8. 1-([4-(キリラゾ)キシリル]アゾ)-2-ナフトール染色

  1. 1-([4-(Xylylazo)xylyl]azo)-2-ナフトール溶液を調製する。
    1. 1-([4-(キシリラゾ)xylyl]azoの0.5gを100mLプロピレングリコールでビーカーに加えます。少なくとも30分間撹拌しながら95~100°Cに熱し、温度が100°Cを超えないようにします。
    2. ビーカーを熱から取り除き、少し冷まします。グレード4の定性フィルターペーパーを通して溶液を注ぎ、残留微粒子を除去します。
      注:溶液は室温で保存することができ、染色の直前に0.45 μmのシリンジフィルターを通して濾過する必要があります。
  2. 凍結組織切片を汚す。
    1. -80 °C 冷凍庫からスライドを取り出し、30 分間空気乾燥します。スライドを室温で10分間固定し、DI水で3回5分間洗います。
    2. プロピレングリコールに2回5分間浸漬する前に、繊細なタスクワイプを使用して余分な水を除去します。

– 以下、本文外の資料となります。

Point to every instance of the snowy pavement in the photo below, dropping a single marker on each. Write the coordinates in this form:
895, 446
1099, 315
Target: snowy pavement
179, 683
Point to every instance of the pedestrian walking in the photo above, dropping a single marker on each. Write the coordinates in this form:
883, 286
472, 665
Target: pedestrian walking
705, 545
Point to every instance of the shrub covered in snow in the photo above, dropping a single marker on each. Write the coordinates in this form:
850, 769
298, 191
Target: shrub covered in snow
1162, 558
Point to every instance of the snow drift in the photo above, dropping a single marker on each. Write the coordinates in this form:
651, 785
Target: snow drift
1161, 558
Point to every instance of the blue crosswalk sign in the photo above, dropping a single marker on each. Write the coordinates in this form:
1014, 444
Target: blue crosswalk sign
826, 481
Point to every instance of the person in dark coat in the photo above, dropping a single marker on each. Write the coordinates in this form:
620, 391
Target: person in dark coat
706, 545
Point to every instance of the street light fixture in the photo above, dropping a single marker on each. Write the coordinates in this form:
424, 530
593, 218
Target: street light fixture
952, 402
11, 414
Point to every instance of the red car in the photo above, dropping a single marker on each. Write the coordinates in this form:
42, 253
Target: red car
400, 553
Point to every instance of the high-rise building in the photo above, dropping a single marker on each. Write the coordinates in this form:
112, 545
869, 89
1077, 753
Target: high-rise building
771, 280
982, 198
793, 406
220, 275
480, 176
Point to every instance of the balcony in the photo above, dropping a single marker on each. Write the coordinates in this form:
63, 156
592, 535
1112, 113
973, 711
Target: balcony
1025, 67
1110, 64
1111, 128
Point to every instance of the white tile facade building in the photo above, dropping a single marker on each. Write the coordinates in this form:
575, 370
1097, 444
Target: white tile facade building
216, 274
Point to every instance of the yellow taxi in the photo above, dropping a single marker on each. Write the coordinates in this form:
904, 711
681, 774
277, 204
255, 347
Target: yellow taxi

プロピレングリコールからスライドを取り除きます。すすがしないでください。
    3. シリンジフィルターオイルレッドO染色液にスライドを室温で3時間置きます。
    4. 85%プロピレングリコールにスライドを5分間PBSで2回、それぞれ5分間ずつ配置して差別化します。
    5. ヘマトキシリンでサンプルを30s.5分間流す水道水で洗浄し、スライドをDI水中に入れます。
    6. 水性ベースの取り付け媒体を使用してサンプルを取り付け、イメージングの前にメディアを一晩乾燥させます。

9. レロジー

  1. ステップ5.4から氷上のレオメーターにプレゲル溶液を持参してください。
  2. レオメーターに25mmのアームとプレートを取り付けます。レオメーターに接続されているコンピュータでレオロジーソフトウェアを開きます。
  3. 回転マッピングを実行し、ゼロギャップを決定します。完了したら腕を上げます。
  4. プレート上のプリゲルのピペット500 μL。プレゲル溶液がプレートとアームの間の隙間を完全に占めるまで、腕を下げます。この点を過ぎて腕を下げると、プレゲル溶液が側面からこぼれるので、控えめにしてください。
  5. 30分間37°Cのままで推移した後、0.1~100Hzのプレゲル溶液で周波数スイープを行います。
  6. 完了したらレオメーターアームを上げます。繊細なタスクワイプで液体を拭きます。DI水ですすいで、繊細なタスクワイプで拭きます。追加のサンプルで手順 9.4 ~ 9.6 を繰り返します。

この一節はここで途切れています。